I’ve been single for over two years now, and I recently came across that book again. I’m single, so I have no one to hold me accountable, or to judge me, and I have an e-reader, so buying the book anonymously wouldn’t be a problem. So I bought it. I’ve had it for about an hour, and I’ve already read most of the first chapter. I can tell already that I love this book!
Dr. Novic has already touched on topics that I’m familiar with, ones that I have accepted as normal for me, but that has given me a sense of validation. There’s a brotherhood – or sisterhood; the choice of pronouns can get confusing – that I can relate to this. As such, although I’ve known this for a very long time, I found a measure of peace in knowing that I’m not alone.
I am a man, but I’m also in many ways a woman. I’ve been called a woman many times, sometimes in jest, but I can’t help but wonder if people sense that in me. It could explain some of the disrespect I get. Seems like effeminate men are roundly discriminated against and made fun of. This is a great topic which I may need to revisit another time.
For now, I’m going to continue to read Dr. Novic’s book, and feel secure that I’m not alone. I have a Facebook account, which exists solely to connect with other members of the transgendered community. I would love to get in touch with you all. It may not be possible to meet up in person, but for the moment, a virtual meeting place would be nice. You can find me on Facebook, and on Twitter.
I feel horrible. I’ve been neglecting my writing, but life has a way of getting in the way, but that’s no excuse. I’ll do better in the future, but I’ll have to figure out some sort of posting schedule to keep me on task.
I’m sitting here, in my bedroom, feeling as though I’m missing a part of me. You ever felt that way? I do most of the time. I live in a world where I can never truly be myself. I have to act as though I’m (somewhat) manly, although I would rather be wearing a cute dress or skirt. I would rather be wearing heels than sneakers. I want to dress like a princess, but I’m cursed, left to wander the barren wasteland, sentenced to wear these garments of shame.
I know, I’m being facetious, but at the same time, I’m telling the truth. I feel as though I’m a pretender, living a convenient lie about myself, that I am who I pretend to be. I’m not. Not really. Not that I’m not the man people see everyday, but there’s more to me, more than I allow anyone to see.

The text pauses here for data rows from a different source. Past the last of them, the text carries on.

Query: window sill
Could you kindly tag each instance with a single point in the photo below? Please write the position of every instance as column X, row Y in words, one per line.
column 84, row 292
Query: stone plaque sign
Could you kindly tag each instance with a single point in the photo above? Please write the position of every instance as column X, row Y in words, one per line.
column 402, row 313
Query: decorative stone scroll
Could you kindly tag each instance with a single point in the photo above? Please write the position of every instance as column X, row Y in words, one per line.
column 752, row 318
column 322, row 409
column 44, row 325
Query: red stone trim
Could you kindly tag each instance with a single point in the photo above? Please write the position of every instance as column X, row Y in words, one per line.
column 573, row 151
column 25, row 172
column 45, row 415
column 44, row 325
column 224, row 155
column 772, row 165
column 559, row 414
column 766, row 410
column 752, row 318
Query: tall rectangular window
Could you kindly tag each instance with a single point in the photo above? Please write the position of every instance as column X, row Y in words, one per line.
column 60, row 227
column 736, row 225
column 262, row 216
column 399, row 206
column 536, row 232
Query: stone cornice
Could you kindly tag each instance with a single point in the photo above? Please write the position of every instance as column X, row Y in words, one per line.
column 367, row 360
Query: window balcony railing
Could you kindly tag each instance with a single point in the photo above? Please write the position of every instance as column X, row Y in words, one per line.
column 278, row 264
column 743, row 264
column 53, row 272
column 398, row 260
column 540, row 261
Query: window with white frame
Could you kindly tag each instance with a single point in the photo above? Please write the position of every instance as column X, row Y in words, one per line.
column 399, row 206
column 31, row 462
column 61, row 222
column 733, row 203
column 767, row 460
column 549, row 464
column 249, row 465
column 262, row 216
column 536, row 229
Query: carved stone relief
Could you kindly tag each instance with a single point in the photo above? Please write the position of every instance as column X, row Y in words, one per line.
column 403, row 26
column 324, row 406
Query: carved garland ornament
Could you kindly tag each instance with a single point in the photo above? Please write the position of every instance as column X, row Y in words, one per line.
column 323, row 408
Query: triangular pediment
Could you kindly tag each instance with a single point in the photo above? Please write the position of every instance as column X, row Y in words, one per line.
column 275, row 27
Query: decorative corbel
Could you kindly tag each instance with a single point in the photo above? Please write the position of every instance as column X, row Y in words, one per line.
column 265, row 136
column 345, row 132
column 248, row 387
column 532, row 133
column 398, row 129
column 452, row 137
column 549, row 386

I’m some freak of nature, neither man or woman, but both at the same time. Does that make any sense?
This is the image I want for myself. Sad isn’t it? Back when I was in my twenties, I may have been able to pull it off, but now that I’m nearing forty? Forget it. Still, I think it’s interesting to think about who we are, how we see ourselves versus how others see us, and how we want to be. I want to appear manly, but sometimes I wish I could give up the pretense and just be the silly little girl my heart yearns to be.
I envy those who could. I envy those girls who gave up pretending, who stopped living imprisoned within their genetic makeup, and did something to realize their true image of themselves. Sex and gender are too complicated to define via genitalia, The penis does not a man make, nor the vagina a woman. It’s painful when the largest sex organ, the brain, is at odds with the body.
So I hide behind the beard, shielding myself from the fact that I will never be pretty, nor beautiful. I will never be anyone’s princess. I will forever be the beast, angry and alone, praying for Death to take me, but who seems to be enjoying my torment.
Maybe someday things will change, but not now. I will put on my mask, trudge down the path that fate has dealt me. I wish I were strong enough to become who I want to be, but I’m not. And so I suffer, no one around me knowing, or caring, why I’m always in such a bad mood. Try living a lie. It isn’t easy to maintain a fiction and remain happy.